# how can you be running its in you



## brown down (Apr 7, 2015)

there is no way I would ever throw my weapon at anything. well maybe a 170 class and up lol. I've had a few occasions where I wanted to smash said weapon agains a tree. I was laughing watching this guy chase down a pheasant with an arrow sticking out its side lol

http://thrillon.com/tag/hunter-throws-his-bow-at-a-pheasant--3

Reactions: Funny 3


----------



## Mike1950 (Apr 7, 2015)

I saw that else where. Seemed like another arrow would have been in order. Screw up that bow and it is a pretty spendy bird.

Reactions: Agree 1


----------



## Schroedc (Apr 7, 2015)

He was gaining on the bird, why didn't he just step on the arrow? I've never bow hunted birds, prefer the over/under for that kind of work.

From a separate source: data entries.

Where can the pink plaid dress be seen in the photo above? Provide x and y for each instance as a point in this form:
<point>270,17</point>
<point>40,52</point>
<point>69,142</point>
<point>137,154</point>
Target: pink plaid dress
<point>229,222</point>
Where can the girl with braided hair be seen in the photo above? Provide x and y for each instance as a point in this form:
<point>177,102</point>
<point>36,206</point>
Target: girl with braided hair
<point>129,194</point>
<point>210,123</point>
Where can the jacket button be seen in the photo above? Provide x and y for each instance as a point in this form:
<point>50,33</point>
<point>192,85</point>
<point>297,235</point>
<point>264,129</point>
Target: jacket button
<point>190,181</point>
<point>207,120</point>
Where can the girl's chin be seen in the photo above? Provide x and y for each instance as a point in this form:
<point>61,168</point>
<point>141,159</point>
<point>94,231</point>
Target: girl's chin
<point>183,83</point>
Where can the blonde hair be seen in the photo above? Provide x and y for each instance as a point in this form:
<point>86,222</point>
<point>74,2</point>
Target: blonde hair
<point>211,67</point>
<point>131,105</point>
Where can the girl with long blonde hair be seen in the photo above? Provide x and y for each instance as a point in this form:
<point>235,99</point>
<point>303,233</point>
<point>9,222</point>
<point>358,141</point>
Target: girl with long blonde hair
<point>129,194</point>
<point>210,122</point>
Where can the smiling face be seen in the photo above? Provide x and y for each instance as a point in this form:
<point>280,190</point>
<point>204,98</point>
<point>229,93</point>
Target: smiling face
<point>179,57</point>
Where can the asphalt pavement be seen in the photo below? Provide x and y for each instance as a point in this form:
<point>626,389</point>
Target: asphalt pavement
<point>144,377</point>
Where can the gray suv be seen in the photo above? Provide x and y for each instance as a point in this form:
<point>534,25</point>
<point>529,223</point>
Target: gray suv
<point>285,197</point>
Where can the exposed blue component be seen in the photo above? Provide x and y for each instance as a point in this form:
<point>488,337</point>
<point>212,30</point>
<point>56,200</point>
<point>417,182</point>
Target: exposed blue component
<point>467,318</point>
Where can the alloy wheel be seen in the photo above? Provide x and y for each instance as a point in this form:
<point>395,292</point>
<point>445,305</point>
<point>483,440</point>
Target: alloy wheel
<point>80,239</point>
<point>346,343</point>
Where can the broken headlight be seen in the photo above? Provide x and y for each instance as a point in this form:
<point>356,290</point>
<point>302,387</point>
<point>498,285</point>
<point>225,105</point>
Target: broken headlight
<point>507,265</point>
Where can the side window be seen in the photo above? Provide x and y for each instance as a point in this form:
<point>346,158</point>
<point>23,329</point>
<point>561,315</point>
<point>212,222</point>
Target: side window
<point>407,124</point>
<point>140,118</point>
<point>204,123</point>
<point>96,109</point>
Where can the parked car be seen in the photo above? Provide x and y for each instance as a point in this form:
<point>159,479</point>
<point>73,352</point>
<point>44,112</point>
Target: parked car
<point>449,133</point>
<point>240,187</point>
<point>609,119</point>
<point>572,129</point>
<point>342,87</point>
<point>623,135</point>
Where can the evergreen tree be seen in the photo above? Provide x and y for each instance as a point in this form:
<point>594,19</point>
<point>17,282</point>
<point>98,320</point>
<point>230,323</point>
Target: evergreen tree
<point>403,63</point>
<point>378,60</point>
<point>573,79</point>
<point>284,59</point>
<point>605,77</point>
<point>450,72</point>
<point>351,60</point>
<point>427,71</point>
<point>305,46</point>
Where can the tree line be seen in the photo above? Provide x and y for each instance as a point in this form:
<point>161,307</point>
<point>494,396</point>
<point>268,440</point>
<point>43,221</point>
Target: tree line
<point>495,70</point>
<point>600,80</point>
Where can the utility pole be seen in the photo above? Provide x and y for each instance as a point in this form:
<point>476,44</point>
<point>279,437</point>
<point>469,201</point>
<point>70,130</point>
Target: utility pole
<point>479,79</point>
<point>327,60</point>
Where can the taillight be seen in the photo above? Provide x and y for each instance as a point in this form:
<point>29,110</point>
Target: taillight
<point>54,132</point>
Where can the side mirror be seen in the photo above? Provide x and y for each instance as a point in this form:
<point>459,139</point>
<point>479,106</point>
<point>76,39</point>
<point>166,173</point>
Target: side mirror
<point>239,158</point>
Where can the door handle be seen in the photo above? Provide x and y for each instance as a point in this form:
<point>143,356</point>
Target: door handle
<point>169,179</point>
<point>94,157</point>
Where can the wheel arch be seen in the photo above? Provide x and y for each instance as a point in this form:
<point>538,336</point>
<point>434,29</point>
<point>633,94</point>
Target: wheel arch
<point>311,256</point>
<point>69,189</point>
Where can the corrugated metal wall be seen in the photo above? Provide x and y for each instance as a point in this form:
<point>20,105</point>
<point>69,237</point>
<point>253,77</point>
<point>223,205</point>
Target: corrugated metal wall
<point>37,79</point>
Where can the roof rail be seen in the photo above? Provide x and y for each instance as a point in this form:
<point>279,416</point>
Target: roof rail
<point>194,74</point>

Reactions: Like 1 | Agree 1


----------



## brown down (Apr 8, 2015)

yea I don't get why he didn't just knock another stick and shoot it! It was funny non the less but risking trashing a $1000 bow over a $14 bird just doesn't seem worth it! not to mention you are done for the day or at least I would be how can you trust your sites after that! colin I too prefer my shotguns for birds only semi autos lol.


----------